KIDOZ is a Content Discovery network designed for children. The platform is based upon a sophisticated COPPA compliant machine learning technology platform which analyses big data and knows to recommend the most relevant content for each and every kid based on their usage behaviour.

Features 

KIDOZ offer several solutions:
Its stand-alone state-of-the-art Child Mode app which allows children to explore the World Wide Web and the full array of mobile and tablet devices safely. Parents may download the app for free from the Google Play Store and begin to empower their children to explore their interests independently and safely. (https://play.google.com/store/apps/details?id=com.kidoz)

There is a password-protected Parental Control Account for parents to set account parameters. Some of the features of this account are security enhancement and content customisation tools, and the tools for the addition of new content. 

KIDOZ for businesses provides kid developers and publishers an SDK/JS to integrate within their property and begin monetizing safely and easily. The kid-friendly recommendation widget creates engagement with users by offering them more  FREE videos, games, and apps to discover and enjoy. Advertisers may promote their children's content on the network and get exposed to millions of targeted kids and enjoy high conversion rates and positive brand engagement.

The system is designed as a platform for user-generated content. All content is moderated and approved by a moderation team before it is allowed. The system blocks links, scripts and any other attempts that lead to sites and content that have not been approved.

The system is internally developed around what is termed a Smart Content Engine, which filters and individualizes content for users based on certain variables, such as age, gender and languages.

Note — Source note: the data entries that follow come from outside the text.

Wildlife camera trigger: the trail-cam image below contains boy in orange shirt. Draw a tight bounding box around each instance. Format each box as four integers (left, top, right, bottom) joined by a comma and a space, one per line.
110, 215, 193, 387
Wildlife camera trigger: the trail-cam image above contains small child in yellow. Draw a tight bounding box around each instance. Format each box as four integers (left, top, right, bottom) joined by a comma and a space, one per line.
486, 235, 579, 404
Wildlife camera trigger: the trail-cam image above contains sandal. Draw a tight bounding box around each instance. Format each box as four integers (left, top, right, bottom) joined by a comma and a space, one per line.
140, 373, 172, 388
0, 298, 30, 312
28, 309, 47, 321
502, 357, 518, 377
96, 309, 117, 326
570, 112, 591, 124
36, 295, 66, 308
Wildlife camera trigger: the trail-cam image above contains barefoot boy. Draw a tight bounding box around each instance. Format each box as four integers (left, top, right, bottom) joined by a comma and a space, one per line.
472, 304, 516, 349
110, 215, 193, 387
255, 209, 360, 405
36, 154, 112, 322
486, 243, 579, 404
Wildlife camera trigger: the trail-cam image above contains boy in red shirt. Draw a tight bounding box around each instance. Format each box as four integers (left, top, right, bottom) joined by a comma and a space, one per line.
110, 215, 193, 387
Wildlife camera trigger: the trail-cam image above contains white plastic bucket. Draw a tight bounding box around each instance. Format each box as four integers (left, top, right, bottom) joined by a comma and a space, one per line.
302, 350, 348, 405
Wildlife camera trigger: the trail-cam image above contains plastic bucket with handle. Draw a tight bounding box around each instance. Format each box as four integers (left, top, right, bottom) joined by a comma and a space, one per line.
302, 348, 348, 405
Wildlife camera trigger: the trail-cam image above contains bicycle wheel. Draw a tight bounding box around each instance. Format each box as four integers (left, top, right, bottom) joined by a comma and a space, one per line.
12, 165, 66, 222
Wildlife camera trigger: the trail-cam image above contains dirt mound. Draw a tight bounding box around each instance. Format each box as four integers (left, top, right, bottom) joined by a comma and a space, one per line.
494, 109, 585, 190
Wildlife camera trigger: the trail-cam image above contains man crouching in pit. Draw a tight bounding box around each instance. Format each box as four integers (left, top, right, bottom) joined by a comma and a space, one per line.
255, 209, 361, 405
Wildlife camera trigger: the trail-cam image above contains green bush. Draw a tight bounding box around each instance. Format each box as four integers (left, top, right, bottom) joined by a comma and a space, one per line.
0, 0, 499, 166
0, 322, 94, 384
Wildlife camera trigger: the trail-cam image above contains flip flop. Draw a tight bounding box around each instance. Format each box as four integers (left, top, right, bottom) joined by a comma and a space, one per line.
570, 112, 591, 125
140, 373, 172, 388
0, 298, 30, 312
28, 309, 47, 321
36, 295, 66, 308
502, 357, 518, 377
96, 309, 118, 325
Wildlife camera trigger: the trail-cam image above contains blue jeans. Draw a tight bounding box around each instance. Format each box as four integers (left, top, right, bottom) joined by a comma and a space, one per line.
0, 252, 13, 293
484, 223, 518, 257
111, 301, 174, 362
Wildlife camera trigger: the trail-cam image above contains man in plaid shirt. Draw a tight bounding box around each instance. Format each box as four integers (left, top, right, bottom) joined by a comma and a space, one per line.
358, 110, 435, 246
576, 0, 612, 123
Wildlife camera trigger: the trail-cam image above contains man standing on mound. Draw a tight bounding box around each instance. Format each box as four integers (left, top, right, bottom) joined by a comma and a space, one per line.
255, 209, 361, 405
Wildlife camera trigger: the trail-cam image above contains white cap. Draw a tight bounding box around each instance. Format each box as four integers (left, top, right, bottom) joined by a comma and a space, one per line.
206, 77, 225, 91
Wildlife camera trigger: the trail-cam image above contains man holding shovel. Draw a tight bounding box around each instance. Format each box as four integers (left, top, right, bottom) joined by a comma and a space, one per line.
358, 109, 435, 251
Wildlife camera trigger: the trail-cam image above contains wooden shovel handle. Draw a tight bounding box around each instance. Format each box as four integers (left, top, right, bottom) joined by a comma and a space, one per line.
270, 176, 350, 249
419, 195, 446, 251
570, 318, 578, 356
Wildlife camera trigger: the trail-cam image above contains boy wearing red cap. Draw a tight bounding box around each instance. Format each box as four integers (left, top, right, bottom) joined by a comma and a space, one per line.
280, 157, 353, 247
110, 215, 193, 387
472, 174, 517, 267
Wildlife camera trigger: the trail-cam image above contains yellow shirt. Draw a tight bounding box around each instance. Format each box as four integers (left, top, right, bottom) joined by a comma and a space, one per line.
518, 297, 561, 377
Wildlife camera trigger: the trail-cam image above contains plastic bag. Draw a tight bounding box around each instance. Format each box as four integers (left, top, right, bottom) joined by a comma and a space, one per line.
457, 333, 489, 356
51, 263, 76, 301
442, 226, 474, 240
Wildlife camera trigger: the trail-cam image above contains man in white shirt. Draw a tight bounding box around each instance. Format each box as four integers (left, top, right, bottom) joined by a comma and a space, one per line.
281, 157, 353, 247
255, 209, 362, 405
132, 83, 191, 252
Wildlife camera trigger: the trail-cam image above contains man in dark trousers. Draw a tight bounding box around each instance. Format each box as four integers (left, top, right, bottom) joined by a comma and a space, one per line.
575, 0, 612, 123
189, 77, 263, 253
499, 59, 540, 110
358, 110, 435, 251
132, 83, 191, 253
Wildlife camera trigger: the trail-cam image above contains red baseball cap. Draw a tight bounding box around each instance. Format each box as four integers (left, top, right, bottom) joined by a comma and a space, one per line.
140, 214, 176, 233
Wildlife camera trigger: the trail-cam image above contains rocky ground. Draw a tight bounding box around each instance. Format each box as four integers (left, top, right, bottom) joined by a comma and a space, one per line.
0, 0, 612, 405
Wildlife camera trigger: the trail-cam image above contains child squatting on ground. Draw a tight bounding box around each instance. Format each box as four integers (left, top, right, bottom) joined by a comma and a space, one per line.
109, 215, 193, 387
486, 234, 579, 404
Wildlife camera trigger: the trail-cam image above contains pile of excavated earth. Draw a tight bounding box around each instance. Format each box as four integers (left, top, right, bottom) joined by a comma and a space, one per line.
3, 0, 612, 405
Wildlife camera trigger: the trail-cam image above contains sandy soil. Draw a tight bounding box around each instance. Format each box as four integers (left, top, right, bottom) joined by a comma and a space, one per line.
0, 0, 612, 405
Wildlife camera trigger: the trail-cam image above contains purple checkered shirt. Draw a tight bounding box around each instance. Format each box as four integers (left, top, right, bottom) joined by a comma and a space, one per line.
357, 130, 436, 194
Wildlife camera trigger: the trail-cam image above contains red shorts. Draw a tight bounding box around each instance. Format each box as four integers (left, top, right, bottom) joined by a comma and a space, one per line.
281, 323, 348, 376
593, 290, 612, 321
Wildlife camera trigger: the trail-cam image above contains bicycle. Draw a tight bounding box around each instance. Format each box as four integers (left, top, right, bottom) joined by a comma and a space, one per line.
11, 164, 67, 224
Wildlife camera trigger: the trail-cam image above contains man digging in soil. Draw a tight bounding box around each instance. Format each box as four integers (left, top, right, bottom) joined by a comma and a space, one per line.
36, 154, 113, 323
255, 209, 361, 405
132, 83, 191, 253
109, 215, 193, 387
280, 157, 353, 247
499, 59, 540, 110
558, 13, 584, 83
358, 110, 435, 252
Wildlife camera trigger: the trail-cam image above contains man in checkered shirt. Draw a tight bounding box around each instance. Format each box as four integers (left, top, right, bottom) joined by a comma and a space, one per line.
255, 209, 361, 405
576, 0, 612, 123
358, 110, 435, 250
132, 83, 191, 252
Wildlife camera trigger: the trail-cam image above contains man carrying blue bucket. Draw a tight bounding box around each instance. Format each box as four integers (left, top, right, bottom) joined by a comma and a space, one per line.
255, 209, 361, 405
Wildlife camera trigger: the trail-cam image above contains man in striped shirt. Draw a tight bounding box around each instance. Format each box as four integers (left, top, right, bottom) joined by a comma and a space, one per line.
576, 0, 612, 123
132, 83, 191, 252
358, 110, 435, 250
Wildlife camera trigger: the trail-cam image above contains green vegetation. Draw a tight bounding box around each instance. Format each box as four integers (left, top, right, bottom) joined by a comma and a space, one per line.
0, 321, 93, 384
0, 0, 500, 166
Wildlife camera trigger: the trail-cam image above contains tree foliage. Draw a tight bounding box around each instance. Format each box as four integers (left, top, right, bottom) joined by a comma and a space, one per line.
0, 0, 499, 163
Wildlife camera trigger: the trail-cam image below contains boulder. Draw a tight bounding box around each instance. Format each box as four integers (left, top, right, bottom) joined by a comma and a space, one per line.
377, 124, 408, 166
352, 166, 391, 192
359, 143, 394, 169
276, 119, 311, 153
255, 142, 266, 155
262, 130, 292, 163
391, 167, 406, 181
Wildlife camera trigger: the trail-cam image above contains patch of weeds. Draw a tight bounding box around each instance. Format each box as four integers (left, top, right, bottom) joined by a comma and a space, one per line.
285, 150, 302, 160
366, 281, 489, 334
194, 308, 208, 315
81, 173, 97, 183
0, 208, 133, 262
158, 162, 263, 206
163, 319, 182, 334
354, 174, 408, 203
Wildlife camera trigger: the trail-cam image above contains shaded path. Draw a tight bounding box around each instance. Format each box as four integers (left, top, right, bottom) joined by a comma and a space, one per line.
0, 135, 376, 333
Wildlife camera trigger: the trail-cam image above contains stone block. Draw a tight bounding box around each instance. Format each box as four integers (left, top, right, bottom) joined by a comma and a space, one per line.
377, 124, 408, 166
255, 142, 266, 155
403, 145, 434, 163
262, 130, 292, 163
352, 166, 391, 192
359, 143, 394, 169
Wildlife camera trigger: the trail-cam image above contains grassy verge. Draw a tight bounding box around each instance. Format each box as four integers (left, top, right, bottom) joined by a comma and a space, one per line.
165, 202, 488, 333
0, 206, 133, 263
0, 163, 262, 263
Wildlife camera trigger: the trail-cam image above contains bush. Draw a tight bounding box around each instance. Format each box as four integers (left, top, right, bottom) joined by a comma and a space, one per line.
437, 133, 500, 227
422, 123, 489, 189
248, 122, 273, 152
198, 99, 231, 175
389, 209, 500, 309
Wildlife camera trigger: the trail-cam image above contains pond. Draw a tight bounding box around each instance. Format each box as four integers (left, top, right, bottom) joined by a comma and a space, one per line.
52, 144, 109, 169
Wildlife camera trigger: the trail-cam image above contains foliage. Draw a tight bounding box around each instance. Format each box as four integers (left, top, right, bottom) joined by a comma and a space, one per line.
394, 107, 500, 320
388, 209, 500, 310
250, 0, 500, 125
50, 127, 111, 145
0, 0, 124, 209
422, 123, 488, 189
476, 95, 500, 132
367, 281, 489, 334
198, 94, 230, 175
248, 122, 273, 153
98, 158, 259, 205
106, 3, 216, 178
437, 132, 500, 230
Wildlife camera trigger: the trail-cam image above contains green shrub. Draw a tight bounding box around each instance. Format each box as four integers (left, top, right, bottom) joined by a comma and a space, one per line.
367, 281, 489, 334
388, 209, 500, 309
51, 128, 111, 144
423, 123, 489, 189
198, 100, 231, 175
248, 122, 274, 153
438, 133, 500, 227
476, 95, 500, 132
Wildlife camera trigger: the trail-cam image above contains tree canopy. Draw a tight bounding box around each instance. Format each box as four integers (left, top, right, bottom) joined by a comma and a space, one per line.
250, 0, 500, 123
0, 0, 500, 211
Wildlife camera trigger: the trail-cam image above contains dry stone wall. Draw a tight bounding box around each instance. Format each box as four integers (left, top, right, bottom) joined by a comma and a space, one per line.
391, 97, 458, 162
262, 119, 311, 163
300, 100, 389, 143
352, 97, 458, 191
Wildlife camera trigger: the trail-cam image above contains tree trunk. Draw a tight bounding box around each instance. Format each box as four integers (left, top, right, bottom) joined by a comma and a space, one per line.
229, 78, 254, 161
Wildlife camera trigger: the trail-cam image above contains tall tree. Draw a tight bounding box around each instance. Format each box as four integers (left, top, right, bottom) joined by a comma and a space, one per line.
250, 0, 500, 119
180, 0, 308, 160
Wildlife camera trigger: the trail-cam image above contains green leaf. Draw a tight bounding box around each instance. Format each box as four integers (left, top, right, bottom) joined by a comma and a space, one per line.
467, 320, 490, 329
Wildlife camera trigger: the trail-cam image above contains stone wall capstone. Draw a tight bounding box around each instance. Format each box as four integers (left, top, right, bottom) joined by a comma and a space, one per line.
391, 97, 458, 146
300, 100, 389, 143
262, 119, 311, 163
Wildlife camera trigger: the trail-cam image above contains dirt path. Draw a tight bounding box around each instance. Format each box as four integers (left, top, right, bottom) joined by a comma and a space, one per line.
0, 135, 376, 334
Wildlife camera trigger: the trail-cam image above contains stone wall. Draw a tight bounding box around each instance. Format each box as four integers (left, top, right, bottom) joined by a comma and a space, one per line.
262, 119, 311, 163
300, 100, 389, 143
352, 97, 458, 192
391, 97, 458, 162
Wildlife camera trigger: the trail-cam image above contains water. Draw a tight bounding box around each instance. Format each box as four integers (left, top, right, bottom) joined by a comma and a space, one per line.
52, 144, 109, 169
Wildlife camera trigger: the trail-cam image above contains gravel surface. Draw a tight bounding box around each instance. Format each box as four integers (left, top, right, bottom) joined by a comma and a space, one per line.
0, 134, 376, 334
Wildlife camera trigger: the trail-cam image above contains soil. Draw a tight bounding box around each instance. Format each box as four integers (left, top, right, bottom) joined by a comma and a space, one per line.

KIDOZ came out of its beta testing phase in May 2009 and v1.0 is available in 30 languages: English, German, Chinese Traditional, Chinese Simplified, French, Greek, Italian, Japanese, Korean, Portuguese, Russian, Spanish, Czech, Dutch, Swedish, Turkish, Polish.

KIDOZ is available as a free download from its maker's website. The current categories are Websites, Videos and Games for children. It has been disclosed that future Freemium versions will include additional features, and that there will be a Premium model, offering certain specialized features at a small monthly fee.

Background 
The KIDOZ Kid's Web Environment Operating System is developed by KIDO'Z Ltd, an Israeli start-up based in Tel Aviv. The CEO is Gai Havkin.

Business Model 

KIDOZ currently follows the Freemium model as the application is available as a free download from the website. Future versions will include additional features, such as e-mail and instant messaging in a closed network. It has been revealed that in the next few months, KIDO’Z will launch its Premium Package that will offer additional tools, services and content.